Destroem tudo o que evoca o gosto pela vida, a alegria e a liberdade. Por isso
não suportaram e assassinaram a jovem negra e favelada, a ativista Marielle Franco.
Essas seitas
religiosas e políticas precisam de um mito para suprir sua
nulidade como manada. Sofrem de complexo de castração. Professam uma
sexualidade doentia adornada com símbolos que beiram a pornografia.
Cultivam os
símbolos da morte e da destruição porque viver lhes dá medo. Sua vocação é a
satânica de dividir. Agem nos meandros da obscuridade que é o reino da mentira.
Quando não
encontram inimigos os inventam. Precisam manter vivo o diapasão do ódio. Por
isso nadam com maestria nas águas escuras das fake news.
Negam a
compaixão. A bile e o amargor são os primeiros ingredientes
de suas cozinhas.
Essas seitas
da morte acabam por fim como canibais devorando uns aos outros.
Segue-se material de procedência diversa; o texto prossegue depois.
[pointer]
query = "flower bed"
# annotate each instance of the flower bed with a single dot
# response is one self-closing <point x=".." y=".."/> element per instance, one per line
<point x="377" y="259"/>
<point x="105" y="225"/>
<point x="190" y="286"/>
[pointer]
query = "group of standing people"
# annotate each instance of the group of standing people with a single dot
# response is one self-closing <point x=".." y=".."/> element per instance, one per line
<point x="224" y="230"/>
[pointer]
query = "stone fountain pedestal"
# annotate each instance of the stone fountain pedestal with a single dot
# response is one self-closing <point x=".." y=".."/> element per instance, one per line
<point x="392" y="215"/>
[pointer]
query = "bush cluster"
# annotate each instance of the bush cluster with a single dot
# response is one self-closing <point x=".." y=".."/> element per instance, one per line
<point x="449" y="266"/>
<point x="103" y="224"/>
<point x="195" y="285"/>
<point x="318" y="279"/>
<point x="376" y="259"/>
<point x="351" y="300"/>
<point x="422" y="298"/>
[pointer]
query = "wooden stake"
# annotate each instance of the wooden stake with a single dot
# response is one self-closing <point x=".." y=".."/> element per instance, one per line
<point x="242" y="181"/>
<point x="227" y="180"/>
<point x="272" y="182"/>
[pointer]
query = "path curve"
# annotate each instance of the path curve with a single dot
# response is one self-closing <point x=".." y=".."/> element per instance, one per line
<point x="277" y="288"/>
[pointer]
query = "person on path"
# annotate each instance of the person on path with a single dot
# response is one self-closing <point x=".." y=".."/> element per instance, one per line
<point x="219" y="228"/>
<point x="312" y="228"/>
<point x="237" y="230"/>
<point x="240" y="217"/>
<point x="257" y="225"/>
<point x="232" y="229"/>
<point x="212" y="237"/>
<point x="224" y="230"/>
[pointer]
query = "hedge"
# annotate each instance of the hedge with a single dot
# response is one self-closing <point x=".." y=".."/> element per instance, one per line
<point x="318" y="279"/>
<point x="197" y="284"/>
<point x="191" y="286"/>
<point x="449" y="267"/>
A maior
curiosidade mórbida, os melhores orgasmos políticos do bolsonarismo-raiz, vêm
da paixão pelas armas e por todo o ritual
gestual e simbólico da guerra.
O Deus da
seita é o dos trovões e dos medos, o vingador, o deus que se compraz com a
destruição dos inimigos. Eles que se dizem seguidores da Bíblia nunca
entenderão a emoção de Jesus de Nazaré ressuscitando seu amigo Lázaro e ao ver
um leproso curado.
Ao final,
toda essa agressividade e fome de guerra e conflitos do bolsonarismo-raiz
revelam sua incapacidade à felicidade. Eles se afogam em seus próprios
instintos de destruição.
Os diferentes
sexualmente lhes dão pânico porque ameaçam sua falsa virilidade. A ternura lhes
dá medo porque condena sua índole machista.
Eles se sentem
melhor às portas de um cemitério do que diante
do berço de um recém-nascido. Seus impulsos de morte sempre superam os de vida.
Esses
seguidores de morte e luta se assustam diante dos mansos porque definitivamente
os desarmados lhes dão medo. Mostram coragem somente diante dos frágeis porque
os verdadeiros fortes, que são os que não temem a morte, desnudam sua falsa
hombridade.
Não, uma
seita com essa força destrutiva e niilista nunca será a vocação de um Brasil
que, apesar de todos os seus defeitos, não renuncia à alegria de viver em paz.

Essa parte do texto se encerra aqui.